Mais son rôle d'agent d'exécution a été considérable. Il a contribué de son bras au succès de tous les coups d'État populaires jusqu'à la chute du trône. Ses colères à la Duchesne ne lui ont jamais ôté le sang-froid: il a toujours bien vu ce qu'il faisait et toujours bien vu ce que faisaient les autres. C'est ainsi qu'il a enregistré, dans les mémoires que nous publions, des faits et des attitudes qui avaient échappé à l'histoire. On verra que ce négrier était vaniteux comme un nègre: mais ne le prenez pas pour un menteur.
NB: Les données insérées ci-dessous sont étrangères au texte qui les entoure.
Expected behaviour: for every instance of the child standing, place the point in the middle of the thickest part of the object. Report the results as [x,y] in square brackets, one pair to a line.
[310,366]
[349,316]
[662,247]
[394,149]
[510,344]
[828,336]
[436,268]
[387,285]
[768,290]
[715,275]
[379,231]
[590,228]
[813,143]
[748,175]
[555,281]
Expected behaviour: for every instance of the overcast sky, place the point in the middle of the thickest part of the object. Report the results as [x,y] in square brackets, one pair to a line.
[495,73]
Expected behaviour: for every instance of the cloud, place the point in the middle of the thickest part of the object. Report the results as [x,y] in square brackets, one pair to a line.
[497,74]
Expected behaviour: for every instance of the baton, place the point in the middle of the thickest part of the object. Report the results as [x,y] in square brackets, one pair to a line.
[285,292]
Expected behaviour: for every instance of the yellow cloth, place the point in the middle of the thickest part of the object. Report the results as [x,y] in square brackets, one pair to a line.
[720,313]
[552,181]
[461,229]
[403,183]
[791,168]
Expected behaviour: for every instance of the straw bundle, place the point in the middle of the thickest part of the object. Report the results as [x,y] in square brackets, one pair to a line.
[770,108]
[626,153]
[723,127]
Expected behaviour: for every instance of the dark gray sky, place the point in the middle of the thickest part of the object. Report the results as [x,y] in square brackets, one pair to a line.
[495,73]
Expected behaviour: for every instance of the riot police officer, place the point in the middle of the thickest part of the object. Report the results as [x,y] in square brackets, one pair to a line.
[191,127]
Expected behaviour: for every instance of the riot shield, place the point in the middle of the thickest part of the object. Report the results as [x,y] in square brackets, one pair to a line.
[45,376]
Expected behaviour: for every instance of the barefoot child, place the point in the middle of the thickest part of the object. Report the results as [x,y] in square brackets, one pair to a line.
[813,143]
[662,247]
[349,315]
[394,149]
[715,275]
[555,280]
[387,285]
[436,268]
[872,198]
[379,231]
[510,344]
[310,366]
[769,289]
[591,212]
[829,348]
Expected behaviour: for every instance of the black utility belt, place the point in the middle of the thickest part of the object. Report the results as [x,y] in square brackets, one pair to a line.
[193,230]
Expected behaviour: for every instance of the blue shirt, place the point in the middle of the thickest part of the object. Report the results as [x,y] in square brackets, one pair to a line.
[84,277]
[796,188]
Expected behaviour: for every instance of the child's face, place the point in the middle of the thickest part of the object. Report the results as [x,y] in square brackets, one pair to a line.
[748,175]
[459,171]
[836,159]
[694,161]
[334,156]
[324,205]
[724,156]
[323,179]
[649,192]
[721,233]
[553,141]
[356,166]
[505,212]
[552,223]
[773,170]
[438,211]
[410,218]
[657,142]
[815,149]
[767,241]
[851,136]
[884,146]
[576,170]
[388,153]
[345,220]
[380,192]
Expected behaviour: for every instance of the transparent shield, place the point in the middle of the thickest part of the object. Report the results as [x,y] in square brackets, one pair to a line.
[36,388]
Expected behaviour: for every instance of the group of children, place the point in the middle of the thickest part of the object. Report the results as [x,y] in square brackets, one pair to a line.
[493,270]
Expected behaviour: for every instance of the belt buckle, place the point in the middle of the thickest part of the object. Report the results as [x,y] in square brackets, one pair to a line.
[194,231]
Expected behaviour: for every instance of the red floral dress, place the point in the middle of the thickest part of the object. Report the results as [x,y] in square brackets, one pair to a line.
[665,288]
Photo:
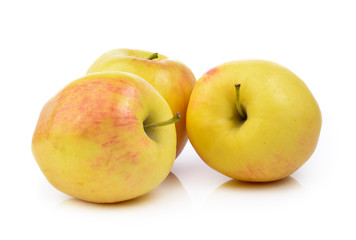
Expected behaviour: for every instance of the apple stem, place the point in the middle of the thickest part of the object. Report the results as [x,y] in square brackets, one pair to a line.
[174,119]
[153,56]
[238,105]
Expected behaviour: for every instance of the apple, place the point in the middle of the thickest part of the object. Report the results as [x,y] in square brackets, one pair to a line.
[253,120]
[172,79]
[105,138]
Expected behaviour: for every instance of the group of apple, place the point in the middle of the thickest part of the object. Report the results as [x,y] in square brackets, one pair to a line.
[115,133]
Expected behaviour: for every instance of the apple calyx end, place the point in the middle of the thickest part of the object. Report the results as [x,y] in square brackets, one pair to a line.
[238,104]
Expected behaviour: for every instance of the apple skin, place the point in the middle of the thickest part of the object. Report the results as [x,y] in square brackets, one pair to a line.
[172,79]
[282,126]
[90,142]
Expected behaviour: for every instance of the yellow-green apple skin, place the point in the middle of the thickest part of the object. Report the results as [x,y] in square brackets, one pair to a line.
[90,140]
[280,132]
[172,79]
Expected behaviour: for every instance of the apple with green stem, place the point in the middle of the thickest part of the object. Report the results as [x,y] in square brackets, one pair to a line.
[172,79]
[253,120]
[105,138]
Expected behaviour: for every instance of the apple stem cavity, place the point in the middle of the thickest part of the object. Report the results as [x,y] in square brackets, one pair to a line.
[174,119]
[153,56]
[238,105]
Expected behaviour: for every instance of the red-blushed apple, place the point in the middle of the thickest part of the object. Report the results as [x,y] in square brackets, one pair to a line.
[253,120]
[105,138]
[172,79]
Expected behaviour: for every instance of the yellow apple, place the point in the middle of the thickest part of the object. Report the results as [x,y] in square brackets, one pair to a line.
[104,138]
[253,120]
[173,80]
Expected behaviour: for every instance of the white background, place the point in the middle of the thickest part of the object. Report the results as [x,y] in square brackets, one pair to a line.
[47,44]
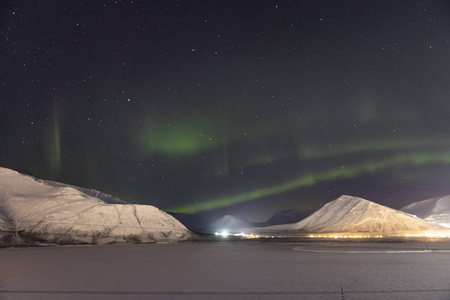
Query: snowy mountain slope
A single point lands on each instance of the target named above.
(435, 210)
(227, 223)
(349, 214)
(55, 213)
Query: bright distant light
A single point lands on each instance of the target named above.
(223, 234)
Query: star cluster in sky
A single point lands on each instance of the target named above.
(248, 107)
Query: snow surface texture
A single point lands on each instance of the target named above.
(34, 211)
(349, 214)
(436, 210)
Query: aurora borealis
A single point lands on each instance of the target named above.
(243, 107)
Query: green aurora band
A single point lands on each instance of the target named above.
(313, 178)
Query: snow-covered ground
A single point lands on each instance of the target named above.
(349, 214)
(435, 211)
(239, 270)
(33, 210)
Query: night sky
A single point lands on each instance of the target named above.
(243, 107)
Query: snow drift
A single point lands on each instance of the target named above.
(33, 210)
(349, 214)
(435, 210)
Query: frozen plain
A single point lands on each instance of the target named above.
(228, 270)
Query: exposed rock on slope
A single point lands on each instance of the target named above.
(349, 214)
(38, 211)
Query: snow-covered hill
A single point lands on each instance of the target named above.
(436, 210)
(349, 214)
(34, 210)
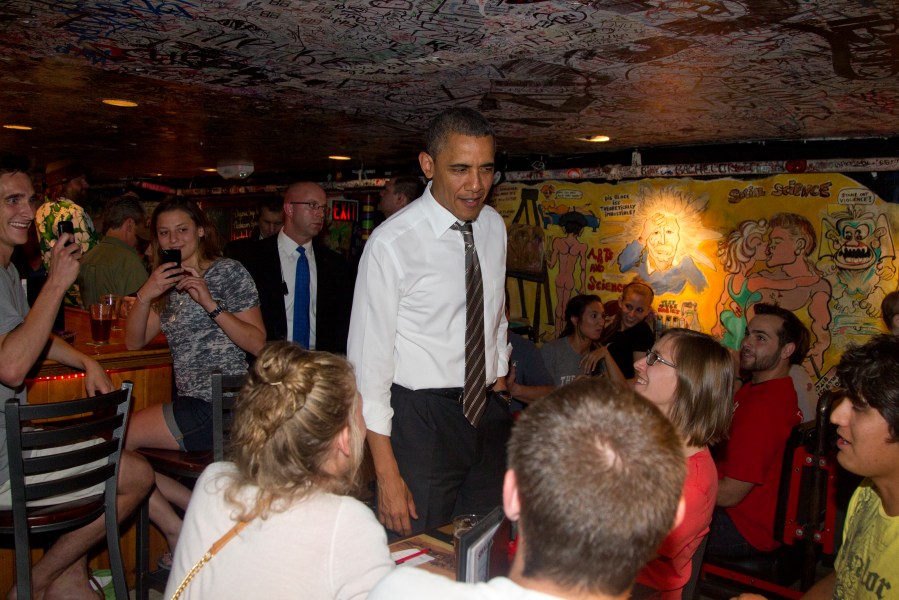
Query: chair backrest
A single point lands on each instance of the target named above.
(224, 393)
(81, 441)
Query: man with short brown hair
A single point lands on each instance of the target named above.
(25, 339)
(595, 481)
(765, 412)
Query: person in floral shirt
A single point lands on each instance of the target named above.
(66, 184)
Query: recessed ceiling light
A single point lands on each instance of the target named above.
(119, 102)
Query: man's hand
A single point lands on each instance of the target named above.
(64, 263)
(96, 381)
(395, 504)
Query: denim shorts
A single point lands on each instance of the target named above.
(190, 421)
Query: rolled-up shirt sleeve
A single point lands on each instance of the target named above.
(370, 347)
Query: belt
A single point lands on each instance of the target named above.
(456, 393)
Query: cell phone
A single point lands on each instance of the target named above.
(65, 227)
(171, 256)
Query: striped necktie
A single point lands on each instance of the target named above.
(474, 395)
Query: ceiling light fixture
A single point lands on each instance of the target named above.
(119, 102)
(235, 168)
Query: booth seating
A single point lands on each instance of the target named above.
(805, 522)
(186, 466)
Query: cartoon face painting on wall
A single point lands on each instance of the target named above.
(711, 249)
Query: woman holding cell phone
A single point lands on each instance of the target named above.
(689, 376)
(208, 308)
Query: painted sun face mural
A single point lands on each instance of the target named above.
(817, 244)
(666, 232)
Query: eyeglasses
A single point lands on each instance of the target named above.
(652, 357)
(313, 206)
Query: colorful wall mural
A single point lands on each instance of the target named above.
(820, 245)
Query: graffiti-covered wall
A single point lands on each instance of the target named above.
(820, 245)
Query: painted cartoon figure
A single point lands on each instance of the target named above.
(791, 240)
(857, 254)
(666, 232)
(741, 252)
(568, 252)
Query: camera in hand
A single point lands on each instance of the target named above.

Il a en poche presque toutes les preuves, parfois notariées, de ce qu'il avance. Il ne fait rien, sans demander un certificat. Les allégations essentielles de ses mémoires sont déclarées conformes par des pièces dûment signées qui font partie de ses papiers aux Archives. Ces précautions, qu'il pousse à un point incroyable, ne sont point d'un véritable homme de bien, et je me garderai de présenter les mémoires de Fournier comme absolument sincères: cependant il est sûr que la plupart des faits qui y sont exposés sont vrais.
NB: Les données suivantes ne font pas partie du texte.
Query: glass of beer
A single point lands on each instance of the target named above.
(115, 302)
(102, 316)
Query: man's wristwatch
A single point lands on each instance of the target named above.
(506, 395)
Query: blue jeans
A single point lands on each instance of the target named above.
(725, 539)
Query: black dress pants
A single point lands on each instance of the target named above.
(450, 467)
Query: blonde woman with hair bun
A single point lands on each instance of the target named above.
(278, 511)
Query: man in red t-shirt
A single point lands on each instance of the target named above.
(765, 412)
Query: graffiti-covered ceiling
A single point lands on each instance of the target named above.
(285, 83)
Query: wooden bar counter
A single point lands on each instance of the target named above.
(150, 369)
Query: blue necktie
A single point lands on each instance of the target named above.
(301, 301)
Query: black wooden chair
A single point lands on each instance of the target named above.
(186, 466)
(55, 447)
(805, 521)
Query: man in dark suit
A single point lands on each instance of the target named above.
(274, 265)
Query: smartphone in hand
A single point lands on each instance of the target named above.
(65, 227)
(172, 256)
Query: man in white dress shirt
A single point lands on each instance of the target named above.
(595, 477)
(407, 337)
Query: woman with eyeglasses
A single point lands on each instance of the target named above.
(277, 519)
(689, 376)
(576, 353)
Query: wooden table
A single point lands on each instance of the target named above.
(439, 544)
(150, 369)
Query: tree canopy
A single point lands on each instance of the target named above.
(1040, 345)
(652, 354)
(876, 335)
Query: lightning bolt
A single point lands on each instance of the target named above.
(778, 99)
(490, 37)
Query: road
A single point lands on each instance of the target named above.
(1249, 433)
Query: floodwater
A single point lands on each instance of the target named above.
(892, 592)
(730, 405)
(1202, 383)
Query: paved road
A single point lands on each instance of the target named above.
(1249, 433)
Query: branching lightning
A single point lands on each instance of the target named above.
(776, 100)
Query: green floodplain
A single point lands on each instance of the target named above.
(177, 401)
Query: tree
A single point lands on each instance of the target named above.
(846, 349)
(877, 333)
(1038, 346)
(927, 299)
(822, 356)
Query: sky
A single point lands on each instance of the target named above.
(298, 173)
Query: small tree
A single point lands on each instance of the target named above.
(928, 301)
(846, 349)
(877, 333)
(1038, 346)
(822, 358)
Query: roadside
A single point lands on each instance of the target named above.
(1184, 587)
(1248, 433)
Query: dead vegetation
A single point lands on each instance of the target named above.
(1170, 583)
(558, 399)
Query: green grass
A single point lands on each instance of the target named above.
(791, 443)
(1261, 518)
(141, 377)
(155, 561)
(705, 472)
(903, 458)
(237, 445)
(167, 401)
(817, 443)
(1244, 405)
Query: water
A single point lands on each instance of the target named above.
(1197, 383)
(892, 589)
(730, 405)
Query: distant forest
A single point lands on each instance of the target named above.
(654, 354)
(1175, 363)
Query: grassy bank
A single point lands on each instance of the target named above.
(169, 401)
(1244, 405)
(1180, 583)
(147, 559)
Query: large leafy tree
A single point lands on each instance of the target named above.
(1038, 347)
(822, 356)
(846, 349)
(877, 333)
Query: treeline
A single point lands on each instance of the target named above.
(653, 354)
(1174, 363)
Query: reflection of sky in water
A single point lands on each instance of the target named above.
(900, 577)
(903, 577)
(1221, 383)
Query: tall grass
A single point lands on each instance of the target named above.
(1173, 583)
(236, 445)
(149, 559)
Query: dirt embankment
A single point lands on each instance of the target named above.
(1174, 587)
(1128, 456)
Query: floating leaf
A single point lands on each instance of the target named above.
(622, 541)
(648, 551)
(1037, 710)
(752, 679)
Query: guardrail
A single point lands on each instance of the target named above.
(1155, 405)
Il est précieux pour l'histoire d'avoir ainsi le témoignage d'un des combattants de la rue sur les célèbres journées du 14 juillet, des 5 et 6 octobre 1789, du 17 juillet 1791, du 10 août 1792. On verra combien de traits la plume de Fournier ajoute au tableau des batailles civiles, combien de détails essentiels elle corrige ou complète. Je ne crois pas qu'on puisse désormais raconter ces journées célèbres sans recourir à Fournier. De plus, ces mémoires sont utiles pour l'histoire, si mal connue, du club des Cordeliers.
Les notes que nous avons ajoutées au texte ont surtout pour objet de compléter le récit de Fournier par des extraits de ses papiers[27] ou de le confirmer par quelques-unes de ces attestations de témoins dont il corroborait ses dires.
F.-A. AULARD.
[Note 27: Notamment par des extraits d'un Mémoire expositif qu'il rédigea le 3 février 1790 et fit approuver par ses compagnons d'armes. Ce récit de la conduite de Fournier au début de la Révolution est intitulé: Mémoire expositif des services patriotiques du sieur Fournier l'Héritier, ancien habitant de Saint-Domingue, où il a servi seize ans dans les milices bourgeoises, et depuis quatre ans domicilié à Paris, rue des Vieux-Augustins, paroisse Saint-Eustache, n° 28. Fournier terminait son mémoire en demandant «qu'il lui fût accordé une marque honorifique et distinctive qui annonçât manifestement à ses concitoyens, et surtout aux colons de Saint-Domingue, des preuves non équivoques de ses services patriotiques.» Les membres du Comité de Saint-Eustache repoussèrent cette demande en ces termes: «Le Comité de Saint-Eustache, en rendant justice au zèle que M. Fournier a montré dans le temps de la Révolution, lui a expédié le brevet de service auquel tous les officiers provisoires avaient droit de prétendre. Il n'est pas en son pouvoir d'accorder d'actes de distinction, qui pourraient mécontenter d'autres citoyens qui ont bien mérité de la patrie.»]
MÉMOIRES SECRETS DE FOURNIER L'AMÉRICAIN[28]
[Note 28: Fournier modifia ce titre après coup et l'amplifia, dans un des deux textes de ses mémoires, de la manière suivante: «La Galerie des traîtres ou Mémoires secrets de C. Fournier, Américain, contenant les détails de la part active qu'il a eue dans les deux révolutions de France, en 1789 et en 1792, contenant aussi l'enchaînement des trahisons de Bailly, La Fayette, Louis Capet, Manuel, Petion, Santerre, Carra, et plusieurs autres personnages remarqués tant dans les Assemblées législatives qu'ailleurs, pour servir de matériaux essentiels à l'histoire.»]
La postérité saura tout.
AVANT-PROPOS
L'histoire des deux révolutions qui ont extirpé la tyrannie du sol de la France et qui y ont fait germer la liberté, l'égalité, enfin la République; cette histoire ne pourra être bien composée que du rapprochement des mémoires isolés que produiront les principaux acteurs de la plus grande scène qui ait jamais eu droit d'étonner l'univers. Les journaux du temps, le plus souvent, ne peuvent rapporter que sur des aperçus pris au hasard, recueillis loin du théâtre des faits et sans montrer la filière des causes d'où sont sortis les différents résultats. Le témoin oculaire et le coopérateur des grands actes révolutionnaires est dans une position bien plus favorable pour transmettre la vérité aux générations futures.